Bei den AIOs ist normalerweise immer ein Controller mit im Lieferumfang, sodass du im Prinzip nie was dazu kaufen musst. Aber mit aktuellen Mainboards, darunter auch das MSI Pro Z690-A was du dir ausgesucht hast, sind dazu auch Anschlüsse vorhanden. Dann kannst du den Controller weglassen und direkt ans Mainboard anschließen.

Unterscheiden musst du aber zwischen D-RGB und dem normalen RGB.
RGB = > 12v und 4-Pin
D-RGB => 5v und 3-Pin

Dieses D-RGB hat auch 4-Pins, nur ist der dritte Pin entweder nicht belegt oder verschlossen.
Nähers dazu kannst du aus dem Handbuch des Mainboards und der AIO selbst entnehmen.

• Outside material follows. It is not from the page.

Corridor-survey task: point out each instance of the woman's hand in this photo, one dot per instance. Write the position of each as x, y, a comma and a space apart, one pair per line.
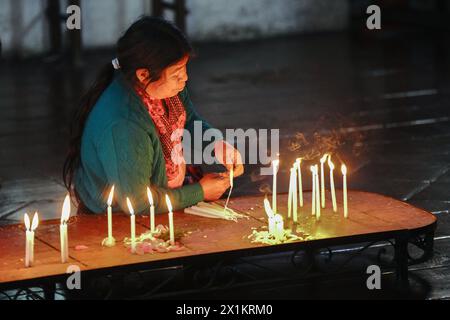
214, 185
230, 157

Hierzu habe ich auch eine Anleitung geschrieben: RGB vs. D-RGB? Was soll es sein?! - Das RGB-Guide!


----------



## volcom2 (11. März 2022)

IICARUS schrieb:


> Hierzu habe ich auch eine Anleitung geschrieben: RGB vs. D-RGB? Was soll es sein?! - Das RGB-Guide!


Danke für den Lesestoff. Ich werd ihn mir zu Gemüte führen. Um einen optimalen Airflow zu haben strebe ich noch einen 140er Lüfter im Heck und 2 140er Lüfter in der Front an. Können diese alle am Mainboard angesclossen werden?


----------



## IICARUS (12. März 2022)

Natürlich, musst nur ins Handbuch rein schauen, was es alles an Anschlüsse gibt und dir dann selbst ausrechnen ob du noch Splitterkabel benötigst. Könnte  ich zwar auch für dich machen, aber ich denke, das bekommst du auch selbst hin.


----------



## volcom2 (12. März 2022)

Sollte ich irgendwo hängen würdest du sicher helfen. 😁


----------



## volcom2 (23. März 2022)

Ich hab einen kleinen Hänger bei der NZXT X53 RGB... Beide Lüfter haben einen In und einen Out Anschluss...
Wie und womit muss ich diese Verbinden?


----------



## psalm64 (23. März 2022)

Sicher das das nicht PWM und RGB sind?


----------



## volcom2 (23. März 2022)

Ich glaube die Anschlüsse sind dafür da die Lüfter untereinander und mit dem NZXT Controller zu verbinden.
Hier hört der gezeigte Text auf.